Uma terceira característica dessas áreas é a sua vinculação às formas de produção escravistas. Para o caso do Brasil, onde o tema envolve uma longa e antiga discussão sobre a constituição de um campesinato ligado ao setor de produção de alimentos, um dos mais destacados defensores de sua feição caracteristicamente escravista foi Francisco Silva, que fez desse um dos argumentos centrais de sua tese de doutorado e utilizou as mais referenciadas fontes primárias existentes para o período e a região que constituem o objeto de seu estudo para demonstrá-lo em bases estritamente empíricas. Nessa interpretação, o caso do Rio de Janeiro, onde “as parcas informações que possuímos sobre a produção de farinha” (refere-se ele à Notícia curiosa e proveitosa a benefício da Real Fazenda de Santa Cruz, de 1783) mostram um grande número de lavradores donos de plantéis de um a dez escravos; e o da Bahia, onde o material produzido pelos censos aplicados aos plantadores dos distritos de Nazaré (1781), Jaguaripe (1781) e Cairu (1781 e 1786) mostram “a absoluta predominância dos plantéis de um a dois, ou três a cinco escravos”, constituem fortes evidências da “universalização do escravismo como relação básica de produção no setor agrícola de mercado interno, bastante longe das generalizações vigentes nos manuais de uma pequena produção familiar de tipo caipira” (Silva, 1990, p. 49).

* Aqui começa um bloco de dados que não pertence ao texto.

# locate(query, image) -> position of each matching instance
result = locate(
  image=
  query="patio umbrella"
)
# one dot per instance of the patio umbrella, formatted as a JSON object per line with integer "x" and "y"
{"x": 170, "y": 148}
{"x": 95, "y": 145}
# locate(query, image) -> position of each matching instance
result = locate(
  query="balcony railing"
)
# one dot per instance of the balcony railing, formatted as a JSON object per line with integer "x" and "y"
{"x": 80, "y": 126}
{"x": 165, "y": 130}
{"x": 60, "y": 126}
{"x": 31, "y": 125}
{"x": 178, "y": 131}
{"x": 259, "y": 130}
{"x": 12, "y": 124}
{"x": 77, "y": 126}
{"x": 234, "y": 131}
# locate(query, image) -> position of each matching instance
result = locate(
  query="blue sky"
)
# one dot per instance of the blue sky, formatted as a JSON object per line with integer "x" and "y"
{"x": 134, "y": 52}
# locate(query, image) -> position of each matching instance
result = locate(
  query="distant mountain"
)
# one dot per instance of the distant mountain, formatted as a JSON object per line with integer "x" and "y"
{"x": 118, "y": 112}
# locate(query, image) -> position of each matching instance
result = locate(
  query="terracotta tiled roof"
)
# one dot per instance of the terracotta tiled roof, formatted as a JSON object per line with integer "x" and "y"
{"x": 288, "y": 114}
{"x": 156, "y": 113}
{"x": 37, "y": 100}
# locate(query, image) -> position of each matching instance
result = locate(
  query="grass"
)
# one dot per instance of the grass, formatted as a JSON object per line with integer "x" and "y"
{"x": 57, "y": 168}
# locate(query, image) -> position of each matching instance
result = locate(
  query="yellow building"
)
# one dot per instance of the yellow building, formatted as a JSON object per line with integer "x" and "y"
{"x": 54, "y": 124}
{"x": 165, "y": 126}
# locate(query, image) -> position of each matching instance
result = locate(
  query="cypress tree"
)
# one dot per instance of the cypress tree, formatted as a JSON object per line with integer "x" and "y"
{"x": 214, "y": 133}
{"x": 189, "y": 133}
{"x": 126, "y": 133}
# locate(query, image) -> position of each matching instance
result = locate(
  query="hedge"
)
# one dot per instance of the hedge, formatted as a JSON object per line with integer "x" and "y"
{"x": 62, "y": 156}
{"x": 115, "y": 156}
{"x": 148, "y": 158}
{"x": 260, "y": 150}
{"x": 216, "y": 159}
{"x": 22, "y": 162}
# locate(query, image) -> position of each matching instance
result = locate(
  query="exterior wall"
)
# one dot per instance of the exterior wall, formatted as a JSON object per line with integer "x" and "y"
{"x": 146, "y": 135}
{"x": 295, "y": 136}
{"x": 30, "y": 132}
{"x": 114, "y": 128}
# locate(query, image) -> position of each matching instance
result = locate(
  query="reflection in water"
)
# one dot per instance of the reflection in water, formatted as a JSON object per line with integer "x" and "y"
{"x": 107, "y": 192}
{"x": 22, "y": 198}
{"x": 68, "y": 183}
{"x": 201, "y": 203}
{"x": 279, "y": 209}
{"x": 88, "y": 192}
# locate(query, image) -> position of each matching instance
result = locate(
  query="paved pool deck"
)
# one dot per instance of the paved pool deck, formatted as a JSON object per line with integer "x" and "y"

Uma conclusão parecida foi apresentada por Schwartz sobre um período pregresso da história dos distritos sul-baianos, onde, apesar da tradição da pequena lavoura, em 1724, mais de metade da população era escrava. “Intimamente ligada ao comércio exportador, a escravidão era também parte essencial de outros setores da economia baiana” (Schwartz, 1988, p. 86). Muitas pesquisas confirmam esse perfil para outros contextos, mas, para o período e as regiões aqui tratados não existem dados demográficos capazes de sustentar esse tipo de conjectura e algumas aproximações são possíveis a partir de outro tipo de material.6

Para o caso da Bahia, o caráter marcadamente escravista do setor de produção de alimentos que se constitui no século XVII se expressa através dos altos índices de formação de quilombos no entorno dessas regiões. Aqui, o principal exemplo vem dos distritos de Cairu, Boipeba e Camamu, que deram espaço a uma “tradição” na constituição de comunidades de escravizados fugitivos desde as primeiras décadas do século XVII e à ocorrência de uma revolta de escravizados que envolveu cerca de cem participantes no final do século; conhecidas por meio da documentação produzida no contexto de sua repressão (Schwartz, 1988, p. 379; Santos, 2004). O inventário de um lavrador de mandioca que vivia nessa região no final do século XVII e mostra, entre seus bens, oito escravizados, mil roças de mandioca e “uma roda de moer já usada”, constitui evidência de natureza inteiramente diversa da mesma característica.7

No Rio, a presença generalizada do escravismo, já nessa época, como uma consequência da expansão combinada de engenhos e do setor de produção de alimentos, aparece também por meio dos registros da proliferação das comunidades de fugitivos estudadas na tese de doutorado do historiador Flávio Gomes (1997). Ainda que ao longo do século XVII o número de registros de africanos recém-desembarcados batizados tenha sido relativamente baixo (o que pode resultar também do fato de que muitos deles foram batizados antes, em feitorias do litoral africano, como interpreta o mesmo autor em outro trabalho), nas últimas décadas do século “os quilombos já pareciam ser um problema crônico para a referida capitania”, suscitando a constituição de cargos (o de capitão-do-mato) e medidas preventivas ou expedições punitivas em 1650, 1659, 1663 e 1668 (Gomes, 2012; Gomes, 1997, p. 526 e p. 524-525). Como o próprio autor explica,

as histórias dos quilombolas no Rio de Janeiro oitocentista [...] tiveram seus enredos gestados entre o final do século XVII e principalmente ao longo do século XVIII. Ao mesmo tempo que engenhos e engenhocas eram erguidos, fronteiras agrícolas avançavam, a demanda de alimentos e as suas consequentes lavouras aumentava, milhares de africanos desembarcavam, a cidade crescia no vai e vem de produtos e pessoas, mocambos e quilombolas surgiam por toda a parte. (Gomes, 1997, p. 525)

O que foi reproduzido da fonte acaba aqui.